先送りされた違憲状態の衆院定数是正
[1票の格差]任期を控え喫緊の政治課題に浮上

 今年3月の最高裁判決で違憲状態とされた1票の格差を是正する衆院選挙制度改革が、8月末に閉会した通常国会では見送られた。菅直人前首相の退陣時期に関心が集中し、選挙制度改革にまで議論の機運が高まらなかったことが原因だ。新たな制度への変更や周知には時間が必要で、衆院議員の任期満了を13年8月に控え、選挙制度改革は秋の臨時国会での喫緊の課題になりそうだ。

 衆院選挙制度改革の問題が浮上したのは今年3月の最高裁判決からだ。最高裁判決は、09年衆院選で最大2・30倍だった1票の格差を違憲状態として、都道府県にあらかじめ1議席を割り振る1人別枠方式を廃止するよう国会に求めた。

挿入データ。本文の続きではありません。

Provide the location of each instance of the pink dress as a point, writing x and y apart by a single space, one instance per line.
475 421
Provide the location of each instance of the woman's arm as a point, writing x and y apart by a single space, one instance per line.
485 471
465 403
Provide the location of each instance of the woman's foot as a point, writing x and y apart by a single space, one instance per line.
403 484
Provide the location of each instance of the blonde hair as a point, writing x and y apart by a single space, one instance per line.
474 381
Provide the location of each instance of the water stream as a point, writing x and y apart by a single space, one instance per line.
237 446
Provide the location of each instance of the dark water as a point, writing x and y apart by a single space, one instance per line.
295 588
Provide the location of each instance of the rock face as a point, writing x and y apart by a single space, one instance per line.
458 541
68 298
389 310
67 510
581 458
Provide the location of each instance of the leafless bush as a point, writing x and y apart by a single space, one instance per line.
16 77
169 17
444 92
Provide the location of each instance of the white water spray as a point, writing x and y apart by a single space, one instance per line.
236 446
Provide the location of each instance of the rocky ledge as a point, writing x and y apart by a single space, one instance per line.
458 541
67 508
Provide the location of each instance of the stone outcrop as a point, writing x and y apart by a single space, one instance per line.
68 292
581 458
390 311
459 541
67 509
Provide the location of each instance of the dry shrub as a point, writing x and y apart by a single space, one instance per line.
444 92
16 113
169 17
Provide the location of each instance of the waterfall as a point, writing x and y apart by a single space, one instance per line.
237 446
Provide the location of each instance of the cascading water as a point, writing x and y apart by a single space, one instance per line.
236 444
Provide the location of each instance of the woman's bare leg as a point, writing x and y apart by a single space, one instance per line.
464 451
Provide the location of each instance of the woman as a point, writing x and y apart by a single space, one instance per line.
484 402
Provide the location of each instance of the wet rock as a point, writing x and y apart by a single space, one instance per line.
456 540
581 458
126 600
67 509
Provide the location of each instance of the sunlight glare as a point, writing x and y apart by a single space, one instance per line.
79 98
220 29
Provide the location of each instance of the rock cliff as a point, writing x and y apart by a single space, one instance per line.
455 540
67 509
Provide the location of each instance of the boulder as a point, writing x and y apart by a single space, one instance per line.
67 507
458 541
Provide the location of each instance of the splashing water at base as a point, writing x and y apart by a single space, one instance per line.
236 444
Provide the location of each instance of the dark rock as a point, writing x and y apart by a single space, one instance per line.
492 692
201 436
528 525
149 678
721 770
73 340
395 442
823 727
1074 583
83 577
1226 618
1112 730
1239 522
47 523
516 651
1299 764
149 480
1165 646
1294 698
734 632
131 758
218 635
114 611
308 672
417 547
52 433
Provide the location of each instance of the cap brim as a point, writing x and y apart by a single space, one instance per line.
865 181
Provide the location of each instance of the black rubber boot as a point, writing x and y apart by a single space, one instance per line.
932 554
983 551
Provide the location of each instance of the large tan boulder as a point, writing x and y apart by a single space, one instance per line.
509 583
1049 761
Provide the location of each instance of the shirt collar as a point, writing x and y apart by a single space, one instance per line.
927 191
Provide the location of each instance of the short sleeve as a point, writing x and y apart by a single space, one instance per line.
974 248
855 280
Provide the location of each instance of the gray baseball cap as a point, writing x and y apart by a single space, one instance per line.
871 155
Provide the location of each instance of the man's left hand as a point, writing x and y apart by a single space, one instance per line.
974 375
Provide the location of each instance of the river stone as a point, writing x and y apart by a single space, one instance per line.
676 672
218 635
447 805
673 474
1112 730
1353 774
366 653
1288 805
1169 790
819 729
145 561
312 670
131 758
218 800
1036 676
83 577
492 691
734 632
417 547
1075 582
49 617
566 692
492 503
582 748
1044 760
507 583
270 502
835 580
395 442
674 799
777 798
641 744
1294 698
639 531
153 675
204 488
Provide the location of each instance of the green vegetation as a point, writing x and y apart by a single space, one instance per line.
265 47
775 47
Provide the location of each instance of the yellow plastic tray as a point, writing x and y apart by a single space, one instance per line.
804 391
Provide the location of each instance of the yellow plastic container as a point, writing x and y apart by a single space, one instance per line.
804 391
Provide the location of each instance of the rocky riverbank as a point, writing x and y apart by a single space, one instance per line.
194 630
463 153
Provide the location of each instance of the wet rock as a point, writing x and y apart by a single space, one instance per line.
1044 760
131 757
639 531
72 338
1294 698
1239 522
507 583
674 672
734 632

 1人別枠方式は、衆院選に小選挙区制が1994年に導入された際、衆院議員選挙区画定審議会設置法に規定された区割り基準に加えられた。小選挙区の定数300のうち47をあらかじめ全都道府県に1ずつ割り振り、残る253を人口比例で配分する仕組みだ。1人別枠方式は人口の少ない地方に配慮するために採用されたが、3月の最高裁判決では導入時の激変緩和措置の役割を終えたとして「できるだけ速やかに廃止」とした。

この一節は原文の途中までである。